Embeddings are powerful but imperfect. Models trained on general web text can underperform on specialized domains such as law, medicine, or internal jargon, a problem known as domain mismatch; fine-tuning or a domain-specific model often helps. Embedding spaces are also model-specific and not interchangeable: a query embedded with one model cannot be compared against vectors produced by a different model, so changing models requires re-embedding the entire corpus, a form of drift to plan for.

Retrieval quality is highly sensitive to chunking, the way long documents are split before embedding. Chunks that are too large dilute meaning across many topics, while chunks that are too small lose the surrounding context needed to interpret them. Embeddings also capture correlation rather than verified truth, so semantic similarity can surface passages that are related in topic but wrong in substance, which is why retrieval is paired with careful ranking and, in RAG, with a generation step whose output should still be verified.

  • Domain mismatch: general models can struggle on specialized vocabulary.
  • Vectors are model-specific; switching models means re-embedding everything.
  • Chunking strongly affects quality: too large dilutes, too small loses context.

Key takeaways

  • An embedding is a dense vector that places similar meanings close together in space, letting machines compare meaning instead of matching exact words.
  • Static word embeddings (word2vec, GloVe) gave way to contextual and sentence embeddings that vary with context and represent whole passages.
  • Cosine similarity is the standard metric for text embeddings; on normalized vectors, cosine, dot product, and Euclidean ranking agree.
  • Embeddings power semantic search and RAG by retrieving the passages closest to a query vector, and multimodal models like CLIP extend this across text and images.
  • Quality depends on model choice, dimensionality, context length, and chunking; switching models requires re-embedding the whole corpus.

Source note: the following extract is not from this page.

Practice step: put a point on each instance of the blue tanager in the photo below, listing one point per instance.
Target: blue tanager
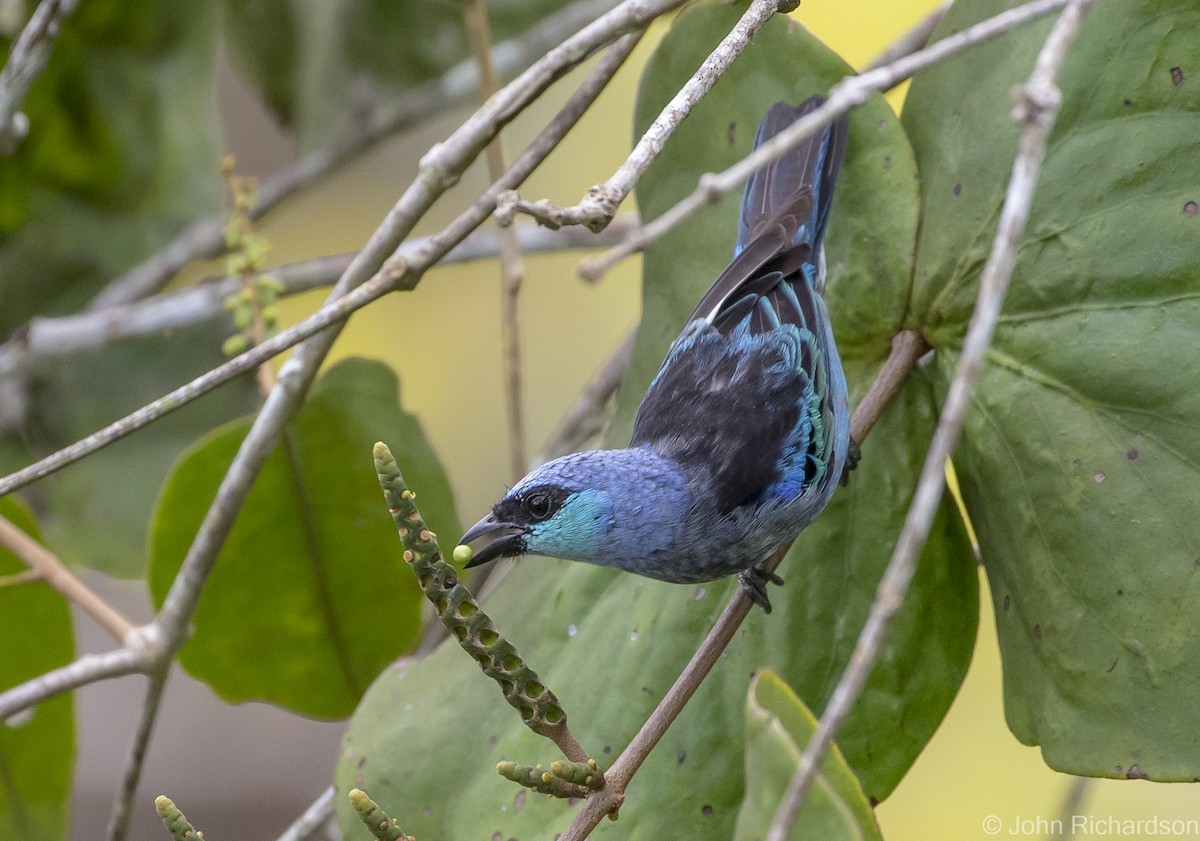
(744, 432)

Frequently asked questions

A vector is just an ordered list of numbers. An embedding is a vector produced by a model so that its position encodes the meaning of some input, with similar inputs mapped to nearby vectors. Every embedding is a vector, but not every vector is an embedding.
The embedding model is trained on large amounts of data so that semantically related inputs produce nearby vectors and unrelated inputs produce distant ones, often using a contrastive objective. The geometry is learned from data rather than hand-coded, which is why proximity reflects meaning.
Cosine similarity is the conventional default for text embeddings because it compares direction while ignoring magnitude. If your vectors are normalized to unit length, cosine, dot product, and Euclidean distance all yield the same nearest-neighbor ranking, so the choice mainly matters for unnormalized vectors.
No. Each model produces its own vector space, and vectors from different models are not comparable. If you change embedding models, you must re-embed your entire corpus with the new model before searching.
In retrieval-augmented generation, documents are embedded and indexed, the query is embedded with the same model, and the closest passages are retrieved and added to a language model's prompt as context. Embeddings are the retrieval mechanism that grounds the model in a specific knowledge base.